Kırk yaşına kadar hayalini kurduğu motor tutkusunu artık özgür bırakma zamanı geldiğine karar vermiş olmalı ki kendisi her sunumunda “Gençler, hayallerinizi gerçekleştirmekte benim kadar geç kalmayın!” diye tavsiyede bulunmayı ihmal etmiyor. Bir motorcu yazısında “Dört teker bedeni, iki teker ruhu taşır!” yazıyordu; kime ait bilmiyorum, lakin bu tutkuyu özetleyen güzel bir ifade sanıyorum.

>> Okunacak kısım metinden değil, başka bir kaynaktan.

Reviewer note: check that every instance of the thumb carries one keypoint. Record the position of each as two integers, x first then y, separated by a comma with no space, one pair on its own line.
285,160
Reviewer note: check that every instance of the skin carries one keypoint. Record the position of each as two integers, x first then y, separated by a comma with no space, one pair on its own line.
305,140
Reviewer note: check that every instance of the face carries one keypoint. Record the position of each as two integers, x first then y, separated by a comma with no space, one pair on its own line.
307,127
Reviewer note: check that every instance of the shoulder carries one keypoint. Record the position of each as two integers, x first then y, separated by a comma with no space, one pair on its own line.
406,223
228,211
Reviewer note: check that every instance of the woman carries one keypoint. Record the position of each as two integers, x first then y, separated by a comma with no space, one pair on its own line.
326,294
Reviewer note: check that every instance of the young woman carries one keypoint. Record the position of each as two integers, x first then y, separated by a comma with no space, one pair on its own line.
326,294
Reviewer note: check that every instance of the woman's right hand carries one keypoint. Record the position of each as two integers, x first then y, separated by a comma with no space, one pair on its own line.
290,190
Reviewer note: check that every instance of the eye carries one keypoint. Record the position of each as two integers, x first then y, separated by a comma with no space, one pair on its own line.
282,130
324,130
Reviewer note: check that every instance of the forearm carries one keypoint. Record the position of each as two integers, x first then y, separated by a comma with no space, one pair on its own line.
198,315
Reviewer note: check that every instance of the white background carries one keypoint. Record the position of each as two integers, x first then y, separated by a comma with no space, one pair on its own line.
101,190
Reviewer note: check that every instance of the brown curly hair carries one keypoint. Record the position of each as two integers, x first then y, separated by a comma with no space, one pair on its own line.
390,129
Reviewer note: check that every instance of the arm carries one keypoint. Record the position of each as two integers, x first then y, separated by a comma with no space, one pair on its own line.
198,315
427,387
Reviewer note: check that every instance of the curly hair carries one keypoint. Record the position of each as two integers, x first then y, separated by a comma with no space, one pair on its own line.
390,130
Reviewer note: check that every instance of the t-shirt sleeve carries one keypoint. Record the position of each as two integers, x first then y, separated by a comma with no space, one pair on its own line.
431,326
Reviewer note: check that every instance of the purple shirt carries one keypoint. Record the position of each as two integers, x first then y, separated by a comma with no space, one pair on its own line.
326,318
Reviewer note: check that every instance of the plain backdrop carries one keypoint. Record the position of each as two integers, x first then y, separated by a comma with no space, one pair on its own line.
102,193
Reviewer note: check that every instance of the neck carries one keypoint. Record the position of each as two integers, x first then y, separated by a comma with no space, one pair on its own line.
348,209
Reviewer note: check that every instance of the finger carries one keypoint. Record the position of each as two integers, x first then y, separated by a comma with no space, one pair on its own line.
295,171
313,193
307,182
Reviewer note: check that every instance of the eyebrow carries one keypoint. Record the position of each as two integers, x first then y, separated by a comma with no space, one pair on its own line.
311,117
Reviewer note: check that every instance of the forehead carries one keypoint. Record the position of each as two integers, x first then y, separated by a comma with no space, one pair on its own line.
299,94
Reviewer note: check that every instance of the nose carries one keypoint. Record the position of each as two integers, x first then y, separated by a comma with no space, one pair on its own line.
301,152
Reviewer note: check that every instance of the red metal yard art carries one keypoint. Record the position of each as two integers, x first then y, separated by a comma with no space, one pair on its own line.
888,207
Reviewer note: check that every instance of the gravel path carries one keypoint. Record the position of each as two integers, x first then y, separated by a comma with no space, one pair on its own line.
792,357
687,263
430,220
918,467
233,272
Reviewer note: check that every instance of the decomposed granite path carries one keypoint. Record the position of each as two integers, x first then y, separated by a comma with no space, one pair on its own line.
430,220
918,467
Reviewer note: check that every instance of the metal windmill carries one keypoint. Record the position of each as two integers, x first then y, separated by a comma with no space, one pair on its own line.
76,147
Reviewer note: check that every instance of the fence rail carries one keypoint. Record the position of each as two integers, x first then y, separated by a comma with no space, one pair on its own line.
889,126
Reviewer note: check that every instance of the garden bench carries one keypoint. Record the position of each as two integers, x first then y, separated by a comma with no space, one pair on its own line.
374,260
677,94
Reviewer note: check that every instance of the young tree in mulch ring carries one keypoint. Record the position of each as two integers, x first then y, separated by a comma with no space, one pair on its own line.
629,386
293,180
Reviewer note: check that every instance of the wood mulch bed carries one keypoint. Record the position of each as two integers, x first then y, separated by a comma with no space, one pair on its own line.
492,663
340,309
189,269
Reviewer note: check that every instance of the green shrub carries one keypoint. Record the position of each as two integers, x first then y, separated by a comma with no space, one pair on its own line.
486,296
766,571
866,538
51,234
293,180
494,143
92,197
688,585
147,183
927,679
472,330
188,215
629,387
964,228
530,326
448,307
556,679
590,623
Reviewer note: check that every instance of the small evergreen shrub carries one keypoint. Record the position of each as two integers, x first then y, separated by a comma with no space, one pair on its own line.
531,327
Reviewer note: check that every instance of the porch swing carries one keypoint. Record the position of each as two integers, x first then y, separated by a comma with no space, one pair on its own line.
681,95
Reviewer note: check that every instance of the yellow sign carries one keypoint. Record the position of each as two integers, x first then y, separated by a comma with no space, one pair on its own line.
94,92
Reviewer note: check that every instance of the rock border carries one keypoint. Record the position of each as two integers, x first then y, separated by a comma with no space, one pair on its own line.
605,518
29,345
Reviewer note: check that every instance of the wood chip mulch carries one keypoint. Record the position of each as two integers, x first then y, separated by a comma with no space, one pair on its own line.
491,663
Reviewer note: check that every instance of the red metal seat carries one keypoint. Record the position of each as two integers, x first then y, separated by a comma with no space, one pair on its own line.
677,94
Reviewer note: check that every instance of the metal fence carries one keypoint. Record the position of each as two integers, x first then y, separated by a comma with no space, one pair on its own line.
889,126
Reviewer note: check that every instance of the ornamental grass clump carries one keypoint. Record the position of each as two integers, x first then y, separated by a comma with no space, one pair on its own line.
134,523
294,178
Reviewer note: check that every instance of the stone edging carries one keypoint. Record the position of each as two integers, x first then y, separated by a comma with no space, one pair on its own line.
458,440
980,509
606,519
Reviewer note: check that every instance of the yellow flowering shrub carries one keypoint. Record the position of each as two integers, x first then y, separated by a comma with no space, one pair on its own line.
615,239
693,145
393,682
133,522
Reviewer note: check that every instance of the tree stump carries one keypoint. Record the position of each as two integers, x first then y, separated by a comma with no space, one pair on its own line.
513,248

-Ben hep kadınların erkeklerden çok daha cesur olduklarını düşünürüm. Galiba sen buna güzel bir örneksin Şule! Biraz kendinden bahseder misin?

- Merhaba! 1970 Afyon doğumluyum. Tüm eğitimimi Afyon’da tamamladım. Evliyim, üniversitede okuyan bir kızım var. 25 yıldır çalışma hayatındayım. Hayatım boyunca hep farklı, farkındalık yaratacak konularda kendimi geliştirmeye çalıştım. 35 yaşımdan sonrada motosiklete merak sardım. Eğitimlerle başlayıp, sürekli biraz daha uzağa gitme hevesiyle yanıp tutuştum.

-Bu sıra dışı yolculuğa nasıl karar verdin, amacın neydi?

-Türkiye içinde çok yere gitmeme rağmen her uzun yol motor sürücüsünün hayalindeki rotalardan biri olan Nepal rotasını gerçekleştirmeyi kafaya koydum. Aslında uzun yol rotaları içinde en meşakkatli rotalardan biridir Nepal rotası. Bu rotayı yapan bir Türk kadının olmaması da beni ayrıca heyecanlandırmıştı. Bu yüzden de “Bir anlamı olmalı!” diyerek bir proje yazdım. Son zamanlarda dünyada ve ülkemizde kadına olan şiddete ve kadın farkındalığına dikkat çekmek üzere Anadolu’dan bir kadın yola çıkacaktı. Bu projemi anlattığım herkesten başta Afyon Belediyesi ve Ticaret Odası olmak üzere pek çok destek aldım. Bir sene boyunca motorumu uzun yola hazırlayarak tam anlamıyla kendimi bir kampa aldım.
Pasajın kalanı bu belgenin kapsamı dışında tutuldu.